Project Summary / Abstract Title project: “Mechanisms of vasomotion-mediated perivascular clearance in cerebral amyloid angiopathy” The blood vessels in the brain play an important role in facilitating clearance of metabolic waste products. Impaired perivascular clearance of amyloid β (Aβ) has been implicated in the pathophysiology of cerebral amyloid angiopathy (CAA) and Alzheimer’s disease. However, fundamental unknows including the directionality and major driving forces of perivascular clearance remain, which has hampered the development of therapeutic strategies aimed at targeting the perivascular waste clearance system. Moreover, experimental observations in mice have remain largely unexplored in the human brain. Prior work from the applicant uncovered a role for vasomotion – slow spontaneous oscillations of arterioles generated by vascular smooth muscle cells (SMCs) – as a major driving force for perivascular clearance. This project will further zoom in on vasomotion and test the novel hypothesis that targeting vascular SMCs may provide an attractive approach to enhance vasomotion and thereby facilitate perivascular Aβ clearance. This project will use CAA as a model disease to test this hypothesis, as CAA is characterized by the gradual deposition of vascular Aβ, impaired perivascular clearance, SMC degeneration, and vascular dysfunction. The aims of this project are to further unravel the physiological basis of vasomotion-mediated perivascular clearance, to determine the effect of vascular Aβ accumulation on vasomotion and clearance, to explore the potential of enhancing low frequency arteriolar oscillations as an intervention strategy to successfully clear Aβ from the brain, and to measure the coupling between low frequency hemodynamics and fluid flow in the human brain. We will use a translational approach, utilizing optical imaging techniques in awake mice coupled with direct optogenetic stimulation of vascular SMCs, as well as fast functional MRI in human individuals with and without CAA. Successful completion of these aims will improve our understanding of the physiological basis of vasomotion-mediated perivascular clearance and provide much needed proof-of-concept data to support the potential of modulating low frequency arteriolar oscillations as an early intervention strategy to promote Aβ clearance from the brain.

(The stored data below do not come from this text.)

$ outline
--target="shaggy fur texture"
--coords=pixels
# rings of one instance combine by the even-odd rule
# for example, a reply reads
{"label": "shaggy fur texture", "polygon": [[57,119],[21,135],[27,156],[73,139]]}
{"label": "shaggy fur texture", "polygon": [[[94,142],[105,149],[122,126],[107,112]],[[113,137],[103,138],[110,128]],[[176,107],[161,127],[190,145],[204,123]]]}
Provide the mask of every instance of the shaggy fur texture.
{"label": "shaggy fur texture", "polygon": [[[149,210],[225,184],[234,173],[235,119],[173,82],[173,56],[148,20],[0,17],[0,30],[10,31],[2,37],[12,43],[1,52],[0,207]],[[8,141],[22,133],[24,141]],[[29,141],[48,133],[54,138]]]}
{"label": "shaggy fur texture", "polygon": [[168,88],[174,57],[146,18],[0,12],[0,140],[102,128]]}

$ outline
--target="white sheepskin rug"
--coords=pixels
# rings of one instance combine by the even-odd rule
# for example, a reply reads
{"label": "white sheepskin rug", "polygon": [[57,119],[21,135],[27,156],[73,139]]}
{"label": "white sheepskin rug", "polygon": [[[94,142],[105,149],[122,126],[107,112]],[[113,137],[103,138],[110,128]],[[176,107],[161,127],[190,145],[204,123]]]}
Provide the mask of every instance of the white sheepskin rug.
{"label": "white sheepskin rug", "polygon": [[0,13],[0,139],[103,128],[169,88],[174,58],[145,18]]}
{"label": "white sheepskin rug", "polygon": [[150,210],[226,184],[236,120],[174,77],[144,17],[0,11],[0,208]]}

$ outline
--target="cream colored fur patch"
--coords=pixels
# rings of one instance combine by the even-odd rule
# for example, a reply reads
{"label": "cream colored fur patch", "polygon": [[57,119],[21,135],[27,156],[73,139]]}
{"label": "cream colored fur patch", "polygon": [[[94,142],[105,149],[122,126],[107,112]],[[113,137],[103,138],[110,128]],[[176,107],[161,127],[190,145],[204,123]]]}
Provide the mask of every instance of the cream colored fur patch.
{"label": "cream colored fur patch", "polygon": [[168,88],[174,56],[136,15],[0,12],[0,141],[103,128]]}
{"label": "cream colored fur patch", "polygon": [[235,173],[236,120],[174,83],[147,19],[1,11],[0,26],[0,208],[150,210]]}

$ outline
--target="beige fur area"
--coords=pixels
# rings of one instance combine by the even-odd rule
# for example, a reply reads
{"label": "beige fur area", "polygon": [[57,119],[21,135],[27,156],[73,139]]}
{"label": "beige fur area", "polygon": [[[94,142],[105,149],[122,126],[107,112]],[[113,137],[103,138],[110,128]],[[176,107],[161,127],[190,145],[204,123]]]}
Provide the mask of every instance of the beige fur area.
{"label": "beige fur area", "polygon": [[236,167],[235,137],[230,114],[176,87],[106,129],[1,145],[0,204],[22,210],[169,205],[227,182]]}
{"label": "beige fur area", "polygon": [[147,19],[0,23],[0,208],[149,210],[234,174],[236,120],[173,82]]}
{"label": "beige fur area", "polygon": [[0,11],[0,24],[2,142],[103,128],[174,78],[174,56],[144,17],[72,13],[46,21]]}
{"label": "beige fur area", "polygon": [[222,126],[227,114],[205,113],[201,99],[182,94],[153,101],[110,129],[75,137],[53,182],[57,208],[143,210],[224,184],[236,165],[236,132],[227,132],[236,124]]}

项目总结/摘要 标题项目：“脑淀粉样血管病中血管运动介导的血管周围清除机制” 大脑中的血管在促进代谢废物的清除方面起着重要作用。 β淀粉样蛋白（Aβ）血管周围清除障碍与脑缺血的病理生理学有关。 淀粉样血管病（CAA）和阿尔茨海默病。然而，基本的未知数，包括 血管周围清除的方向性和主要驱动力仍然存在，这阻碍了发展 针对血管周围废物清除系统的治疗策略。此外，实验 在小鼠中的观察结果在人脑中仍然基本上未被探索。申请人之前的工作 揭示了血管运动的作用-血管平滑肌产生的小动脉的缓慢自发振荡 肌肉细胞（SMC）-作为血管周围清除的主要驱动力。该项目将进一步放大 血管舒缩和测试新的假设，靶向血管平滑肌细胞可能提供一个有吸引力的方法， 增强血管舒缩，从而促进血管周围Aβ清除。本项目将使用CAA作为模型 疾病来验证这一假设，因为CAA的特征是血管Aβ逐渐沉积，受损 血管周围清除、SMC变性和血管功能障碍。该项目的目的是进一步 阐明血管舒缩介导的血管周围清除的生理基础，以确定 血管Aβ积聚对血管舒缩和清除的影响，探讨低频增强的潜力 小动脉振荡作为一种干预策略，成功地从大脑中清除Aβ，并测量 低频血液动力学和人脑中的流体流动之间的耦合。我们将使用一个平移 方法，利用清醒小鼠中的光学成像技术，结合直接光遗传刺激， 血管平滑肌细胞，以及快速功能性MRI在人类个体与非CAA。成功 这些目标的完成将提高我们对血管舒缩介导的生理基础的理解。 血管周围清除率，并提供急需的概念验证数据，以支持调节 低频小动脉振荡作为早期干预策略，以促进Aβ从脑中清除。